Sub-agents share intermediate results through the .scratch/ directory in the agent's workspace. This avoids passing large results back through the parent agent's context window.

Typical flow:

  1. Parent agent delegates research to the researcher sub-agent
  2. Researcher writes findings to .scratch/research-results.md
  3. Parent delegates analysis to deep-thinker
  4. Deep-thinker reads .scratch/research-results.md, writes analysis to .scratch/analysis.md
  5. Parent delegates writing to writer
  6. Writer reads both files from .scratch/ and composes the final output

The scratchpad tool (scratchpad_read, scratchpad_write, scratchpad_list) confines all paths to .scratch/ -- path escapes are rejected.

Default Agents

Three agents ship with the harness and are copied to ~/.mastersof-ai/agents/ on first run:

cofounder -- A strategic partner agent. Challenges thinking, biases toward action, uses memory aggressively, can introspect and propose changes to its own identity.

assistant -- General-purpose agent. Clear, concise, tool-savvy. Matches the user's tone and depth.

analyst -- Research and analysis agent. Gathers thoroughly, structures findings, separates known from uncertain, commits to positions.

Use them as-is or as templates for your own agents.

Tips for Writing Good Agents

Be specific about behavior, not capabilities. Don't list what tools the agent has -- it discovers those at runtime. Instead, describe how it should think, decide, and communicate.

Include a "How to work" section. The most effective agents have clear behavioral instructions: when to push back, how to structure output, what to prioritize.

Use memory instructions.
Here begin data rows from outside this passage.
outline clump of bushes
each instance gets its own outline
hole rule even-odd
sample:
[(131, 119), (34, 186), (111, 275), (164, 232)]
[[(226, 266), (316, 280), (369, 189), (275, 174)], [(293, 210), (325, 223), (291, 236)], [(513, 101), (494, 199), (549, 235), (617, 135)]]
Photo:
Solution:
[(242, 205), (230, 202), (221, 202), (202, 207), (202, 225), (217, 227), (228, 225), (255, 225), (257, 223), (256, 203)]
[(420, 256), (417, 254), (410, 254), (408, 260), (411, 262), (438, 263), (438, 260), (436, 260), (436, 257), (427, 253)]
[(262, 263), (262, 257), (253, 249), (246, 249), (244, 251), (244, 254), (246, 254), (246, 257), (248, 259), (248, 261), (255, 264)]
Tell the agent what's worth remembering. "Save key decisions and their reasoning to memory" is more useful than "you have memory tools."

Keep IDENTITY.md focused. The identity file should define personality and behavior. Use CONTEXT.md for accumulated knowledge, workspace for working files, and .scratch/ for sub-agent coordination.

Use frontmatter for metadata, not behavior. Frontmatter fields like name, description, and tags are for tooling (roster display, access control). Behavioral instructions belong in the markdown body.

Test with /effort low first. When iterating on agent behavior, start at low effort for fast feedback, then switch to max for the real work.